Suponiendo…sin conceder.

La del domingo pasado fue la tercera victoria electoral de Alejandro Moreno como presidente del PRI, a cambio de 11 derrotas.

Pero esta es contundente, un nocaut efectivo, un dos a uno inobjetable a pesar de los pataleos de la dirigencia morenista y de los propagandistas del régimen que, primero, trataron de inducir la narrativa del “fraude”, siguiendo el manual del lopezobradorismo, y después, a la luz de los hechos, minimizaron el resultado al tratar de reducirlo a un “hecho aislado” y regional.

Y sobre todo, lo que le da un cariz exultante: se la ganó a Andy, el junior del bienestar, inútil por sí mismo y un peligro para su partido y para su padre, el expresidente Andrés Manuel López Obrador.

Andy López Beltrán, quien mutó el acento popoff de La Condesa al de tabasqueño forzado, aventó la toalla antes de la tragedia, pero es suya completa. 

La frialdad de los números dijera “El Mago” Septién: PRI-UDC: 684,472 votos (55.02%) y ventaja en los 16 distritos de mayoría.

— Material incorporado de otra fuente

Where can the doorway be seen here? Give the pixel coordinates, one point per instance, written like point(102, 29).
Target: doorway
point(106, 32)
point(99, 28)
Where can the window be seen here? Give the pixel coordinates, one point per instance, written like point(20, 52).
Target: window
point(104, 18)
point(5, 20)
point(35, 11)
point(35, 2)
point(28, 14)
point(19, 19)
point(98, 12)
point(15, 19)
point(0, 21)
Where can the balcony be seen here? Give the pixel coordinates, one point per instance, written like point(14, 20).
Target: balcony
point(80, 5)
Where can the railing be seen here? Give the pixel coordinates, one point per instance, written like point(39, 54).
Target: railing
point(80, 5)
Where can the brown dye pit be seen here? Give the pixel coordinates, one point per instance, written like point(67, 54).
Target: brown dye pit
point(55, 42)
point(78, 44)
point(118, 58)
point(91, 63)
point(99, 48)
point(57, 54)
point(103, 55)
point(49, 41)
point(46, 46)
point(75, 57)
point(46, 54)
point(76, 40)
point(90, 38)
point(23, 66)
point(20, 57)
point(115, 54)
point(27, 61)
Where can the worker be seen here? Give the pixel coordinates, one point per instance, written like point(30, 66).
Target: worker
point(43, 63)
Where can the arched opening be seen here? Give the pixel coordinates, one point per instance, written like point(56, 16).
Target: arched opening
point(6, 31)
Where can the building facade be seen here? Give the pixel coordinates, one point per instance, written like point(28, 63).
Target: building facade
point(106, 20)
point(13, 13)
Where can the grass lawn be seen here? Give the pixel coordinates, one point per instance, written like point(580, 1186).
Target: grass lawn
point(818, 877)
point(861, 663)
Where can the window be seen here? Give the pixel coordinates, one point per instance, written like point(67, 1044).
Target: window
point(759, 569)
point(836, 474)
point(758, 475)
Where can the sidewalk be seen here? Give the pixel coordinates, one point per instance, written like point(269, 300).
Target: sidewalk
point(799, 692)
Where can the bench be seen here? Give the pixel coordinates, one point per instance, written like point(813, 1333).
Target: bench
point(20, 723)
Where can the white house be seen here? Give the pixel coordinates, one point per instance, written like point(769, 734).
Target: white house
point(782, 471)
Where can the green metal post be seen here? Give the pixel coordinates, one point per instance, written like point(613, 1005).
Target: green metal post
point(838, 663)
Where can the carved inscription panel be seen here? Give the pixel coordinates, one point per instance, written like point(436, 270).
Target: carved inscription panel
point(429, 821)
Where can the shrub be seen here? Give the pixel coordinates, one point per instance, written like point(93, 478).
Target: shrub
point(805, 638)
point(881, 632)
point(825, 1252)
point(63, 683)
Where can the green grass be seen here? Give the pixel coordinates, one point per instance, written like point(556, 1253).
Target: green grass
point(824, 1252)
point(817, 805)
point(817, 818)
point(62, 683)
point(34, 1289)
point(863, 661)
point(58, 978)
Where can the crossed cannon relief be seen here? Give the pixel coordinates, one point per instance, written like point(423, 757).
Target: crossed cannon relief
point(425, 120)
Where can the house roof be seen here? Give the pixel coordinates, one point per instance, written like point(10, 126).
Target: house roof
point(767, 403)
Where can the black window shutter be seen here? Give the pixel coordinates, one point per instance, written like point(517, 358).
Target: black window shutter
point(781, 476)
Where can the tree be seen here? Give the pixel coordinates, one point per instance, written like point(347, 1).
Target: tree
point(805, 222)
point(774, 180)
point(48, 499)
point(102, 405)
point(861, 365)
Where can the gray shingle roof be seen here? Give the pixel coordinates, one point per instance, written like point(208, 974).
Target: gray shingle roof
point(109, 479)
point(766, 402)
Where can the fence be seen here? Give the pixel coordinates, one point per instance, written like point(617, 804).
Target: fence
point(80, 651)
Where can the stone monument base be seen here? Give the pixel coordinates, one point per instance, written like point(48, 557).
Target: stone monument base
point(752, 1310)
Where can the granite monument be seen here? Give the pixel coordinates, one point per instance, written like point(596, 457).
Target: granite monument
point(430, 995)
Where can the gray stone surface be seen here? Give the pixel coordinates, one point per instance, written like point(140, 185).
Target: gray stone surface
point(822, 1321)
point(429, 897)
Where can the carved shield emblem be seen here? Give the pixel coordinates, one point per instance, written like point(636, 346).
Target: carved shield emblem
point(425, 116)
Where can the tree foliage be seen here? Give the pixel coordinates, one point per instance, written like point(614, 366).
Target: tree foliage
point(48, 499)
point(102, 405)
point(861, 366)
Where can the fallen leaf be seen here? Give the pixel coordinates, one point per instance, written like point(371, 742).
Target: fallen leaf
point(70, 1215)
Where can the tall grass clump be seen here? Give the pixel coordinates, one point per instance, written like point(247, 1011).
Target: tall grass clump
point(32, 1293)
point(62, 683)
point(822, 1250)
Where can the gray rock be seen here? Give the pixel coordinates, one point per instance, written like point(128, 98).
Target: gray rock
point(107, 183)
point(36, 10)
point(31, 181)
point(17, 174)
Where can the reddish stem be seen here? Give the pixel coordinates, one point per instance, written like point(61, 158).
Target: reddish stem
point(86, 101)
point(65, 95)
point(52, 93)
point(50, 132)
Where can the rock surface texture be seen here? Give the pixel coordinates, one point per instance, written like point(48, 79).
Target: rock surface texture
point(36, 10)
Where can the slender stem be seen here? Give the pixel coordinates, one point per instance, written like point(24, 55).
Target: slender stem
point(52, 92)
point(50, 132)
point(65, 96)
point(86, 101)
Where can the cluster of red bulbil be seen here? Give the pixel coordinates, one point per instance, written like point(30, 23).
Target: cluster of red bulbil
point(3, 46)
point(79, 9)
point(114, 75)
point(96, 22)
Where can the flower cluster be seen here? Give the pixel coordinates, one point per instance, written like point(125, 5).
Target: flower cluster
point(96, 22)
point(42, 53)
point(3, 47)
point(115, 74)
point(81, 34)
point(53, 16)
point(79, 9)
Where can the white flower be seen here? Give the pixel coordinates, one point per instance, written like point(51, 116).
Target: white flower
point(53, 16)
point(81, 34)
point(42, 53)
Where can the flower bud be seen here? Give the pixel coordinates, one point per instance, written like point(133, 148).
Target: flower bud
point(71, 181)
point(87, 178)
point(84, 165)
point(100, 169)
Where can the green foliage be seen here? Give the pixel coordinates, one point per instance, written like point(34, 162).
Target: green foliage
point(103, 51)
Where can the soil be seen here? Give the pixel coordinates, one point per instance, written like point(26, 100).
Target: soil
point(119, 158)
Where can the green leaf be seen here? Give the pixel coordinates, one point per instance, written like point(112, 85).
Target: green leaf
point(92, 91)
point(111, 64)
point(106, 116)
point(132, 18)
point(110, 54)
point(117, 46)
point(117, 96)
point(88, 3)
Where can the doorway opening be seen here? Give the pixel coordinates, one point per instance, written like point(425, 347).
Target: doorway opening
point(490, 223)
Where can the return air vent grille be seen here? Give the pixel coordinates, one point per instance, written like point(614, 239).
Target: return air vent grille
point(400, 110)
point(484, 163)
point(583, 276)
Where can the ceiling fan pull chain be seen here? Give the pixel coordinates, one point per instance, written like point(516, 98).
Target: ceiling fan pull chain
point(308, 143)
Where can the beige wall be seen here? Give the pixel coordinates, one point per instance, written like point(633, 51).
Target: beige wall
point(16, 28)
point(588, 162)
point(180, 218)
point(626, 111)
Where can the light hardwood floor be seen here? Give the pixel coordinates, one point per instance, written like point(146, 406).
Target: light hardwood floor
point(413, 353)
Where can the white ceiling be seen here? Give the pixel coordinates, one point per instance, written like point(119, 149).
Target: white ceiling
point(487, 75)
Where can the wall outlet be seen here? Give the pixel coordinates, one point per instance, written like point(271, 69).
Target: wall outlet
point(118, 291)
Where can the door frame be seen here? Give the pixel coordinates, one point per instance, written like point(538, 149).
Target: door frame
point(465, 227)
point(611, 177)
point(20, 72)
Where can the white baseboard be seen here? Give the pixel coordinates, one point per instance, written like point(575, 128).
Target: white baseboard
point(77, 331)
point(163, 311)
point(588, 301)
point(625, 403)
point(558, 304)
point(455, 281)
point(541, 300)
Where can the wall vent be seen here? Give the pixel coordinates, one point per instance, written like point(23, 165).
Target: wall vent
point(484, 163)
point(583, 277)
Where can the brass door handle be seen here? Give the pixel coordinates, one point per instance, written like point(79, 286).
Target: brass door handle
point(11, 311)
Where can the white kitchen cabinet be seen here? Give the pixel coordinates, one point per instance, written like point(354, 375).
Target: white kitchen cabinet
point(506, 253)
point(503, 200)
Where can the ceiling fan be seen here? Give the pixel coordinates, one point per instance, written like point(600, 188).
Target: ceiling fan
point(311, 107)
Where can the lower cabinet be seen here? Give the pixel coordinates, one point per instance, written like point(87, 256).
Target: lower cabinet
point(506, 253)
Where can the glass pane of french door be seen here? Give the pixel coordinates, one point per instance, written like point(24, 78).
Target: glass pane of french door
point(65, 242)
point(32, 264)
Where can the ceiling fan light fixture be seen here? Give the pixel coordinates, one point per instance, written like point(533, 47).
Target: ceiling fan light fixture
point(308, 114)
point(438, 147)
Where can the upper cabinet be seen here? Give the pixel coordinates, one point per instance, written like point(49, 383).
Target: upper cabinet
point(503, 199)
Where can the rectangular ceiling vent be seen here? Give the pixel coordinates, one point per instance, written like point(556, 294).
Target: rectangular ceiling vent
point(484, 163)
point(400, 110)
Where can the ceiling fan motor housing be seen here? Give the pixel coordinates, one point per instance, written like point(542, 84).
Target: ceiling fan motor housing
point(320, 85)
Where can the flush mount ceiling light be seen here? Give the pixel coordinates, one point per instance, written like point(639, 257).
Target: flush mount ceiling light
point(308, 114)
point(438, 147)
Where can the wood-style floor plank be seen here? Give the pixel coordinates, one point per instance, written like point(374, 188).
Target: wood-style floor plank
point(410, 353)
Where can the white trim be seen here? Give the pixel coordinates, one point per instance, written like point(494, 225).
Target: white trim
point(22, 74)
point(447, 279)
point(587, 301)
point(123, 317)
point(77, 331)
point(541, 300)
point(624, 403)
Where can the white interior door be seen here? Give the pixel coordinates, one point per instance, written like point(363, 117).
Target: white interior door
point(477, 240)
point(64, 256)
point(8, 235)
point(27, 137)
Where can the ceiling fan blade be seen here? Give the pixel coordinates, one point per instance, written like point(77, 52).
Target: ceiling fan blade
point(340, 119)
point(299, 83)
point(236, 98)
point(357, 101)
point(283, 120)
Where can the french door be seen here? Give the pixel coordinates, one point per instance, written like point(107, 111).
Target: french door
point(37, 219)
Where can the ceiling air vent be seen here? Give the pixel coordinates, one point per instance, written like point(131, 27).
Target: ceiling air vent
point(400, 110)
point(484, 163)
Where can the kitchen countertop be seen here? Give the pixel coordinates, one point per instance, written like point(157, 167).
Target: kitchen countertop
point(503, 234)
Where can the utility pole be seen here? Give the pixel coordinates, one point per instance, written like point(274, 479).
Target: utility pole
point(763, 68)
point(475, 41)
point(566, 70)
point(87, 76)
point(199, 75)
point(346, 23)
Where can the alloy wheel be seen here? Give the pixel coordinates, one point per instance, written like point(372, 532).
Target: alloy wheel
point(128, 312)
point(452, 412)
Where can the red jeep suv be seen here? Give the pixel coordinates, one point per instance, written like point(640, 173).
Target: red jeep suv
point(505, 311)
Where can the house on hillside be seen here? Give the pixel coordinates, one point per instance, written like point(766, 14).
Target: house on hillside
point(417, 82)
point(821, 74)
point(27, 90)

Morena-PT: 325,992 votos (26.20%) y sin distritos ganados.

El PAN y MC a punto de perder su registro, deberán replantear sus propuestas pues el desprecio ciudadano fue brutal. 

Si es, o no, una radiografía del país es cuestión de percepción y perspectiva.

Que fue una derrota contundente y dolorosa para el oficialismo, no cabe la menor duda.

Aunque lo nieguen con donaire y con desaire.